Yes, Jesus is stating that they approached Him as they would a robber, with swords and clubs. He is acknowledging that these are used in society at that time and for those purposes. Acknowledging however is not approving. It is the same stretched logic that claims because Ecclesiastes says there is a time for war that God approves of war. Nonsense! God is stating that because of the depravity of man, He acknowledges there will be time for war. In the same Scriptures it says there is a time for hate. By the pro war logic, God approves of hate. Sorry, that does not fly logically or Scripturally. Idleman continues:
"Additionally, In Luke 22:36 Jesus says, "But now let the one who has a moneybag take it, and likewise a knapsack. And let the one who has no sword sell his cloak and buy one." What is one to do with this Scripture?"
What Idleman does with it is to use it say Jesus was advocating the need for personal self defense. That is not surprising since he searched for Scriptures to prop up his presupposed opinions. When I might not be sure I turn to some commentaries to possibly shed some light on a murky area. Here is an excerpt from Gill's Exposition of the Entire Bible regarding this verse:
These words of Christ are not to be understood literally, that he would have his disciples furnish themselves with swords at any rate, since he would never have said, as he afterwards does, that two were sufficient; which could not be enough for eleven men; or have forbid Peter the use of one, as he did in a very little time after this: but his meaning is, that wherever they came, and a door was opened for the preaching of the Gospel, they would have many adversaries, and these powerful, and would be used with great violence, and be followed with rage and persecution; so that they might seem to stand in need of swords to defend them: the phrase is expressive of the danger they would be exposed to, and of their need of protection; and therefore it was wrong in them to be disputing and quarrelling about superiority, or looking out for, and expecting temporal pomp and grandeur, when this would be their forlorn, destitute, and afflicted condition; and they would quickly see the affliction and distress begin in himself. In "seven" ancient copies of Beza's, it is read in the future tense, "he shall take, he shall sell, he shall buy".

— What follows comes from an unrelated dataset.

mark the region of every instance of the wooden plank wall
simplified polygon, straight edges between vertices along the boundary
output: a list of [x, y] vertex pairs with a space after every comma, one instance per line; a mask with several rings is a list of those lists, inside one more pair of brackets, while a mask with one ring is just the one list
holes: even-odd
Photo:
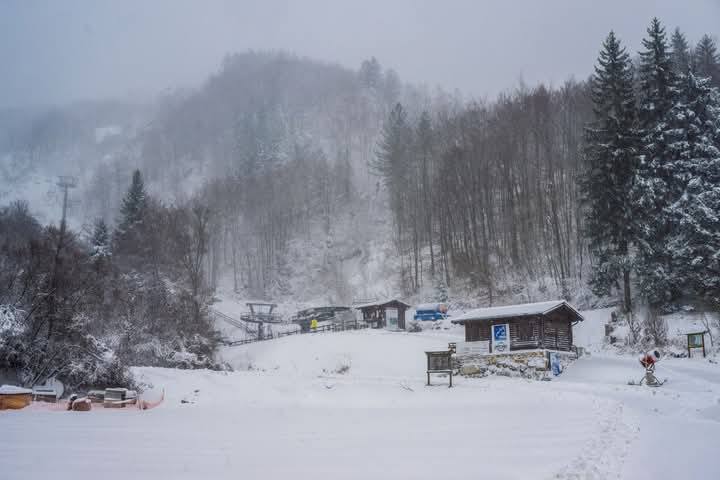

That seems to make a lot more sense to me. That lines up consistently with the teachings of the Prince of Peace. Jesus was preparing them for the upcoming persecution not literally saying go buy swords. Idleman now foresees the pushback he might get:
"Paul tells Timothy that if "anyone does not provide for his relatives, and especially for his immediate family, he has denied the faith and is worse than an unbeliever" (1 Tim. 5:8). But those who" seek "to protect "their" family, which is often a greater responsibility (if not equal), "are often "labeled war-monger"s" and accused of mis-applying the Scriptures".